Carbon emissions are the global focus for stymieing global warming trends. The magical thing about carbon as a pollutant is it doesn’t matter where it’s produced or captured: 1 ton of carbon put into the atmosphere from coal can, in theory, be balanced out by growing 1 ton of carbon stored in trees somewhere else. This is what makes carbon tradeable: the polluters can pay the people capturing carbon, such as people planting trees. My Economics 101 textbook discussed hypothetical dreams of trading for the right to pollute. Now there’s a thriving set of marketplaces that make it a reality.
These trades work great when there's a good measurement of the amount of carbon on both sides of the equation. That’s a problem as the polluters have a strong disincentive to underreport their emissions, so they pay less for their emissions. The people capturing carbon are incentivized to overreport to get additional compensation. You need accurate measurement on both sides to minimize any party’s ability to distort what’s actually happening.
And good measurement isn’t enough on its own. You also need a counterfactual - what would have happened without the intervention. For additive technologies, that’s pretty simple. The company I work for pays farmers to plant carbon-capturing trees alongside their cacao and coffee trees. It’s relatively easy to run a randomized control trial to see how many trees are grown (and carbon captured) with the program versus farms that do not have a program. It’s reasonable to assume that one farmer planting a bunch of trees doesn’t really affect the behavior of other farmers that much. So randomization can give us a good alternative universe.
There’s another class of technologies that try to prevent deforestation. In theory, they’re way more cost-effective: keeping a tree up is easier than growing a sapling into a carbon-storing tree, which takes ten or more years. In practice, it’s really hard to measure the effectiveness of deforestation approaches. If you protect one area of the forest, you may be just playing whack-a-mole; loggers will just cut down trees elsewhere.
This is a microcosm of a broader set of statistical issues. A randomized trial only works when the treatment group doesn’t affect the control. This is called the stable unit treatment assumption (SUTVA). It seems simple enough, but it’s violated whenever an intervention in one place induces a reaction in another. In the forest protection example, protecting one area may incentivize the loggers to cut down the control areas at a higher rate. This would bias your estimates and make the intervention appear more effective than it actually is.
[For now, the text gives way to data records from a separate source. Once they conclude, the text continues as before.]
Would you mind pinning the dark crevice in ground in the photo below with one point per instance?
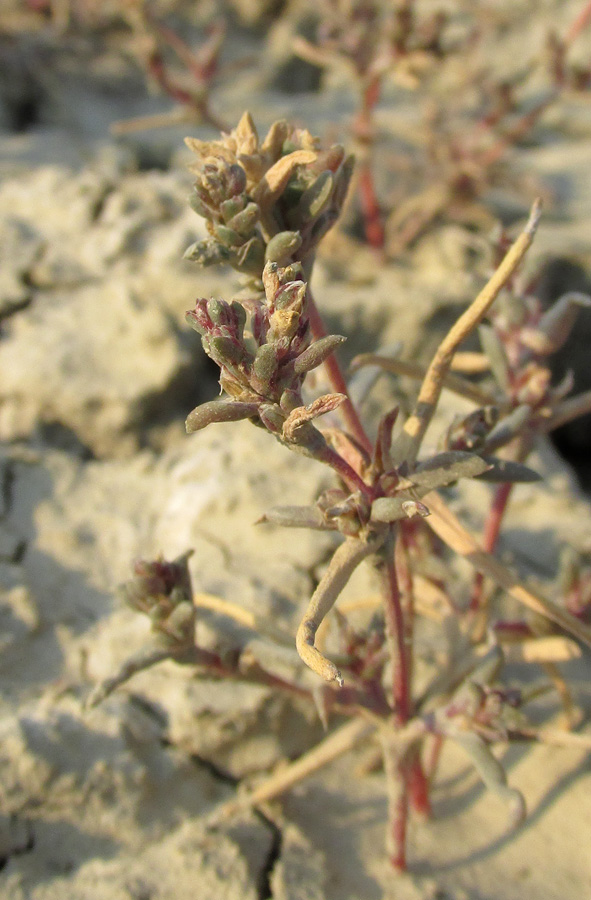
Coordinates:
(26, 843)
(215, 771)
(573, 441)
(264, 890)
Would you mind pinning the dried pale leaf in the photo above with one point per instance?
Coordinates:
(502, 470)
(275, 138)
(303, 414)
(492, 773)
(508, 427)
(391, 509)
(219, 411)
(296, 517)
(545, 649)
(448, 527)
(317, 353)
(246, 135)
(447, 467)
(275, 180)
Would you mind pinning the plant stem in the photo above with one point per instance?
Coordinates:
(370, 208)
(337, 380)
(363, 131)
(409, 443)
(337, 743)
(342, 565)
(396, 763)
(346, 472)
(396, 631)
(492, 529)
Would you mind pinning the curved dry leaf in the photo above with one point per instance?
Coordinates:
(275, 180)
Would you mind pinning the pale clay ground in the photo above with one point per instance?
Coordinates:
(96, 373)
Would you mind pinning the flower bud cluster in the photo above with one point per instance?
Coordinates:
(265, 201)
(263, 350)
(521, 338)
(162, 590)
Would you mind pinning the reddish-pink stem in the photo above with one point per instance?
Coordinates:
(370, 208)
(400, 771)
(351, 478)
(363, 130)
(338, 383)
(492, 529)
(581, 22)
(398, 824)
(395, 627)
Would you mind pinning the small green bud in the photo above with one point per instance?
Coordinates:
(199, 206)
(206, 253)
(250, 258)
(243, 222)
(240, 314)
(224, 350)
(236, 179)
(272, 417)
(282, 246)
(227, 236)
(230, 208)
(315, 199)
(265, 363)
(317, 353)
(217, 311)
(219, 411)
(291, 295)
The choice of the comparison areas of forest are critical and can be gamed to choose favorable places. But even if you don’t cheat, there’s an innate paradox. Areas closer to the protected forests are likely the best control groups; however, the closer the areas to the protected areas, the larger the potential spillover effects from the protected areas.
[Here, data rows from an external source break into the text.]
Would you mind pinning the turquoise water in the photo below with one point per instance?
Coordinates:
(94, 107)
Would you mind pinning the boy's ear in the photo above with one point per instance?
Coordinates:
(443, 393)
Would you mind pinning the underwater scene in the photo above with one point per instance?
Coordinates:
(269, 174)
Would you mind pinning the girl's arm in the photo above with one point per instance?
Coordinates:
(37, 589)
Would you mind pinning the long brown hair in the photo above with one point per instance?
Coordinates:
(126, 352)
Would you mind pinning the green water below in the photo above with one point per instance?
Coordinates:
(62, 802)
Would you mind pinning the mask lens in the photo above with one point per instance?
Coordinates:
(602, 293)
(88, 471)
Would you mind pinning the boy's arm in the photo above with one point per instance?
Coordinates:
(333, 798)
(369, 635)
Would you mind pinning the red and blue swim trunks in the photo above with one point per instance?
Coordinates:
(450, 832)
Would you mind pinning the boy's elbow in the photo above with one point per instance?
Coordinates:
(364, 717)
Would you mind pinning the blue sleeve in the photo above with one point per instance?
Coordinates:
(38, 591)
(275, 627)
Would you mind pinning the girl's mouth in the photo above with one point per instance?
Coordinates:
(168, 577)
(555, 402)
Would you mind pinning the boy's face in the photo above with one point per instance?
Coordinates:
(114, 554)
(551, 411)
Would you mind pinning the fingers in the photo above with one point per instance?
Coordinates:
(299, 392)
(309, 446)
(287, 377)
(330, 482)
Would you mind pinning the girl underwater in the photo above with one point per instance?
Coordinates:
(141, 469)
In the extreme, the spillovers may just be shifting where trees are cut down rather than reducing total deforestation. Yet your randomized control trial results would look like you’re having an incredible impact. But that impact is just a mirage. To be fair, shifting may be preferable under some circumstances. If you’re protecting particularly sensitive or valuable ecosystems, it may be preferable to clear-cut in other places. You also may make it more costly for would-be loggers or farmers to cut down trees if you’re increasing transportation costs, which may reduce the amount of forest logged. These are real possibilities, but they’re challenging to quantify.
This isn’t to say that land protection isn’t worth it at all; it very well could be more cost-effective than other approaches. I’d just want to see how SUTVA concerns are being addressed. And my guess is whatever the effectiveness a study claims, I’d discount at least some of that impact due to SUTVA concerns that probably weren’t (or can’t be addressed).
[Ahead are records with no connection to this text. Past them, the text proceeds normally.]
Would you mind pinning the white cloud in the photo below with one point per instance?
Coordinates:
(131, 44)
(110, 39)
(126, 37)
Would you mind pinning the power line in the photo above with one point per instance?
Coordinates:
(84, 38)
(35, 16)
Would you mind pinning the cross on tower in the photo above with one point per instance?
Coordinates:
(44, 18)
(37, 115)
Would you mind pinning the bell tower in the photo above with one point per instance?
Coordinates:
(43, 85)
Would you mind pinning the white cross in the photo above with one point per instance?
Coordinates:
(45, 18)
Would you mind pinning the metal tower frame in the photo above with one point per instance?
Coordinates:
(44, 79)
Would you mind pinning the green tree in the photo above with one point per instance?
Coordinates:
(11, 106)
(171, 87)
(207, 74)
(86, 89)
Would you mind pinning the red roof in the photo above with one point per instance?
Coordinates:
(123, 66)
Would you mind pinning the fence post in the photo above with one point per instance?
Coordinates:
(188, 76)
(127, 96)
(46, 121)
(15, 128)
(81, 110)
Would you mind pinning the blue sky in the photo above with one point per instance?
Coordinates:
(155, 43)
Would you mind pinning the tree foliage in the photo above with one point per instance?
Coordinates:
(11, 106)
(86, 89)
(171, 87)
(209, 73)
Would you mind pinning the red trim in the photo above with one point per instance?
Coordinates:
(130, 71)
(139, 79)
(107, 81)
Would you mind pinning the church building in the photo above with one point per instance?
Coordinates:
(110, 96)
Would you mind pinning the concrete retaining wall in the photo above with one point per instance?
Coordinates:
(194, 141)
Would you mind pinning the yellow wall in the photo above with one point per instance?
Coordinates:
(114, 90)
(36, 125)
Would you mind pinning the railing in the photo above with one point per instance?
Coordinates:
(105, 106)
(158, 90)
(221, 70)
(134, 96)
These issues aren’t unique to land protection - this issue affects almost any study. SUTVA violations can also work in the opposite directions by obscure effective interventions. The AIDS patients enrolled in the first clinical trials for AZT famously pooled their pills to ensure that each person got some of the promising medicine. One can’t blame the individuals for wanting to do this to obtain potentially life-saving drugs, but it clouded the results from the early trials.2 Fortunately for our COVID trials, injections are rather harder to share.
The bottom line is whenever you’re reading a study (or designing one,) it’s always worth asking yourself “how might the treatment affect the control group’s behavior?” If there’s a SUTVA violation, it’s worth having a bit more of a skeptical eye.